October 2004 • Vol 4, No. 9 •

Remembering Tom Paine

By Mumia Abu-Jamal

“A little matter will move a party, but it must be something great that moves a nation.”

—Thomas Paine, Rights of Man (1791-92).

The name Tom Paine may be known here in America, but it is not revered. If he is seen as a so-called “founding father,” he is a forgotten one, who gets few accolades, when one compares him to his contemporaries, like George Washington, Thomas Jefferson, or Ben Franklin.

The faces of these men emblazon U.S. currency, and there are universities, hospitals and other institutions that proudly bear their names. There is a state and, of course, the nation’s capital, that bears Washington’s name. If one looks at the counties of this nation’s 50 states, at least 30 states have a Washington County; 25 states boast a Jefferson County; and Franklin brings up the rear with 20 counties named after the Philadelphia scientist.

Thomas Paine, the powerful pamphleteer who wrote the best-selling Common Sense, and Rights of Man, writings which stirred the hearts of American colonials against Britain, gets nothing (while Oklahoma has a “Payne” County, its spelling suggests it has little to do with the revolutionary).

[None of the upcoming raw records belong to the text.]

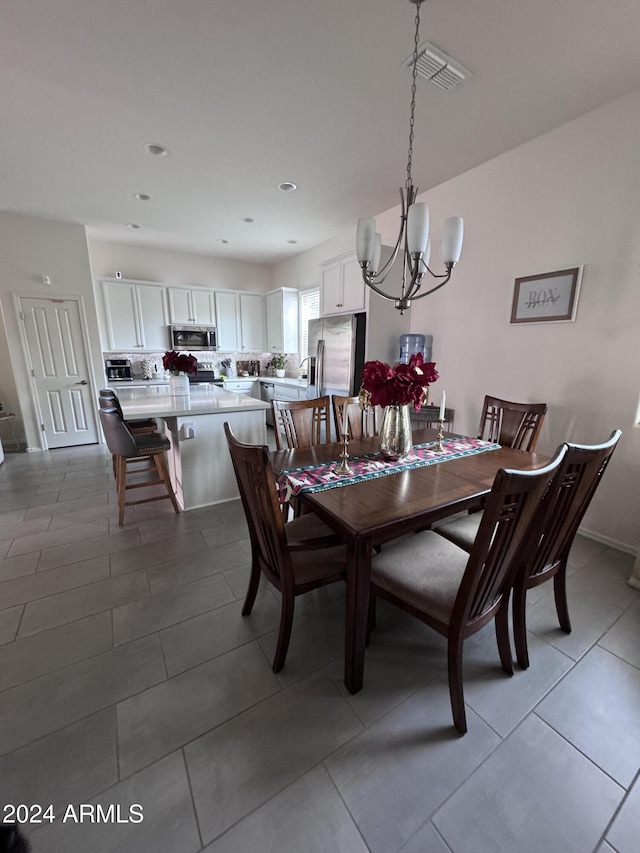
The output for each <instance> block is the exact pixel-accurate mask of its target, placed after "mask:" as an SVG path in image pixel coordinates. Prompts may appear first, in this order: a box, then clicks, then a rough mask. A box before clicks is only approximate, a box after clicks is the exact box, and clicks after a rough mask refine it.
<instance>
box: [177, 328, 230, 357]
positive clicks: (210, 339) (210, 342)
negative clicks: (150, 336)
mask: <svg viewBox="0 0 640 853" xmlns="http://www.w3.org/2000/svg"><path fill="white" fill-rule="evenodd" d="M169 337H170V340H171V347H172V349H175V350H191V351H193V350H197V351H200V350H215V349H217V348H218V343H217V339H216V330H215V328H214V327H213V326H169Z"/></svg>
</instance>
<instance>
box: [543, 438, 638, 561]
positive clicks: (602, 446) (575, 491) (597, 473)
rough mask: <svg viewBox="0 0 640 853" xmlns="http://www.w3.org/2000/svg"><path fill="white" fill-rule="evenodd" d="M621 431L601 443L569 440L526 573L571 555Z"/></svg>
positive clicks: (547, 502) (548, 495)
mask: <svg viewBox="0 0 640 853" xmlns="http://www.w3.org/2000/svg"><path fill="white" fill-rule="evenodd" d="M621 435H622V433H621V432H620V430H619V429H617V430H615V431H614V432H612V433H611V435H610V436H609V438H608V439H607V441H605V442H603V443H602V444H594V445H585V444H567V445H566V447H567V452H566V454H565V456H564V459H563V460H562V462H561V464H560V467H559V469H558V473H557V474H556V476H555V478H554V481H553V483H552V485H551V488H550V489H549V492H548V494H547V495H546V496H545V504H546V510H545V513H544V518H543V520H542V523H541V529H540V531H539V535H538V543H537V547H535V548H532V549H531V552H532V554H533V557H532V559H531V560H530V562H529V567H528V569H527V575H528V576H531V575H538V574H541V573H543V572H546V571H548V570H549V569H551V568H553V567H554V566H556V565H557V564H558V563H559V562H560V561H561V560H564V559H566V558H567V556H568V555H569V550H570V548H571V545H572V544H573V540H574V539H575V536H576V533H577V532H578V527H579V526H580V522H581V521H582V518H583V516H584V514H585V512H586V511H587V508H588V506H589V504H590V503H591V499H592V498H593V495H594V494H595V491H596V489H597V488H598V485H599V484H600V480H601V479H602V475H603V474H604V472H605V470H606V468H607V465H608V464H609V460H610V459H611V456H612V454H613V451H614V450H615V448H616V445H617V444H618V441H619V439H620V436H621Z"/></svg>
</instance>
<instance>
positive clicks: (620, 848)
mask: <svg viewBox="0 0 640 853" xmlns="http://www.w3.org/2000/svg"><path fill="white" fill-rule="evenodd" d="M638 839H640V781H638V779H636V783H635V785H634V786H633V788H631V790H630V791H629V793H628V794H627V797H626V799H625V801H624V802H623V804H622V808H621V809H620V811H619V812H618V814H617V815H616V818H615V820H614V821H613V825H612V826H611V827H610V828H609V831H608V832H607V841H608V842H609V843H610V844H612V845H613V847H614V848H615V850H616V851H617V853H637V850H638V846H639V845H638Z"/></svg>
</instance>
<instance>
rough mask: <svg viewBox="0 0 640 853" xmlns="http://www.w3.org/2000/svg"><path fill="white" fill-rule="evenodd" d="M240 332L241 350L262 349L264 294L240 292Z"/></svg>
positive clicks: (258, 293)
mask: <svg viewBox="0 0 640 853" xmlns="http://www.w3.org/2000/svg"><path fill="white" fill-rule="evenodd" d="M240 332H241V347H242V352H263V351H264V296H263V295H262V294H261V293H241V294H240Z"/></svg>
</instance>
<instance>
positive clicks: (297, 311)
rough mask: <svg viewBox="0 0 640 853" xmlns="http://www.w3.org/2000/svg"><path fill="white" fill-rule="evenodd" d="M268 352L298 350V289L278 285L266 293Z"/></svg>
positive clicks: (298, 343)
mask: <svg viewBox="0 0 640 853" xmlns="http://www.w3.org/2000/svg"><path fill="white" fill-rule="evenodd" d="M266 302H267V340H266V345H267V346H266V349H267V351H268V352H282V353H286V352H298V351H299V348H300V344H299V337H298V291H297V290H295V289H294V288H293V287H280V288H278V290H272V291H271V292H269V293H267V296H266Z"/></svg>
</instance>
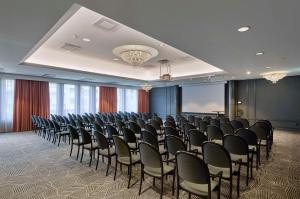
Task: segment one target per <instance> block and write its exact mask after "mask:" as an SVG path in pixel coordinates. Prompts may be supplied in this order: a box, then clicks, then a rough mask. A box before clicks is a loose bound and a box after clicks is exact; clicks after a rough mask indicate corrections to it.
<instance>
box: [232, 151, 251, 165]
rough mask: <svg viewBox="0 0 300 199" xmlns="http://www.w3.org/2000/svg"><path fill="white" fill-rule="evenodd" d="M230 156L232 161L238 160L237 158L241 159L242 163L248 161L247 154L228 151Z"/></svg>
mask: <svg viewBox="0 0 300 199" xmlns="http://www.w3.org/2000/svg"><path fill="white" fill-rule="evenodd" d="M230 157H231V160H232V161H238V160H239V159H241V160H242V163H247V162H248V159H247V155H238V154H232V153H230Z"/></svg>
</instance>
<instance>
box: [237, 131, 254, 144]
mask: <svg viewBox="0 0 300 199" xmlns="http://www.w3.org/2000/svg"><path fill="white" fill-rule="evenodd" d="M236 135H237V136H240V137H242V138H243V139H244V140H246V142H247V144H248V145H253V146H255V145H257V136H256V134H255V133H254V132H253V131H251V130H249V129H239V130H237V132H236Z"/></svg>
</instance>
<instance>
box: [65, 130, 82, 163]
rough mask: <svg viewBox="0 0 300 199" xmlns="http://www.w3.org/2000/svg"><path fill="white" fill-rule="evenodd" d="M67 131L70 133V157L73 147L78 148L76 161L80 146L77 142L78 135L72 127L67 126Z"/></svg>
mask: <svg viewBox="0 0 300 199" xmlns="http://www.w3.org/2000/svg"><path fill="white" fill-rule="evenodd" d="M68 129H69V132H70V139H71V151H70V157H71V155H72V151H73V145H76V146H77V147H78V150H77V156H76V160H78V156H79V151H80V146H81V145H80V142H79V134H78V131H77V129H76V128H75V127H74V126H72V125H69V126H68Z"/></svg>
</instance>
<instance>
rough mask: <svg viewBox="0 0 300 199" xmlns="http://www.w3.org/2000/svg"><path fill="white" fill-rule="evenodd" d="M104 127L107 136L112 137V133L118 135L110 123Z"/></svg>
mask: <svg viewBox="0 0 300 199" xmlns="http://www.w3.org/2000/svg"><path fill="white" fill-rule="evenodd" d="M106 129H107V134H108V138H110V139H112V138H113V136H114V135H117V136H119V133H118V131H117V129H116V128H115V127H113V126H112V125H107V126H106Z"/></svg>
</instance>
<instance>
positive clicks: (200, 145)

Paine was a poor man, who, in his 37th year, was a failure at business, and marriage. When his pamphlet, Common Sense, took off, selling about 120,000 copies in the Colonies, he found his niche in life. It is from his writings that the words “Declaration of Independence” were first found in print, and this English-born scribe coined the phrase, “United States of America.”

He went to France shortly after the American Revolution, to join in the anti-royal struggle there, later writing to Washington, “A share in two revolutions is living to some purpose.”

Today, almost 200 years since his death, his words, his brilliance, his clear prose and true radicalism is little known. I have found his works in right-wing and libertarian book catalogs; yet few leftists quote him, far fewer seem to study him, and few pore through his works (outside of occasional graduate courses).

He, as a man among the poor, wrote and spoke about the boiling, burning issues of the day; he opposed slavery; he opposed capital punishment; he opposed kings and much of organized religion with equal vigor. During the French Revolution, he spoke out against the execution of Louis XVI, and earned himself a date with the guillotine. By chance, he survived, until the cold lawyer, Robespierre was beheaded, and in the euphoria of that event Paine, and other political prisoners, were freed. He never forgave his fellow American rebels, Washington, nor Gouverneur Morris (then U.S. representative to Paris), for not lifting a finger to help him during his wait for the guillotine. He would write a bitter “Letter to Washington” (1796) where he accused him of treachery and incompetence:

“And as to you, Sir, treacherous in private friendship (for so you have been to me, and that in the day of danger) and hypocrite in public life, the world will be puzzled to decide whether you are an apostate or an imposter; whether you have abandoned good principles, or whether you ever had any.”

Thoroughly radical, a believer in international revolution, an opponent of slavery, anti-death penalty, and advocate for the poor, Thomas Paine embodied some of the most humanistic movements of his time. He shouldn’t be the “forgotten founding father,” but a model of radical, and even revolutionary activism for millions of folks today.

Ultimately, it really doesn’t matter if there are no counties named after him, or universities. It would mean much if his radical vision lived in the minds and hearts of young people, in America and beyond.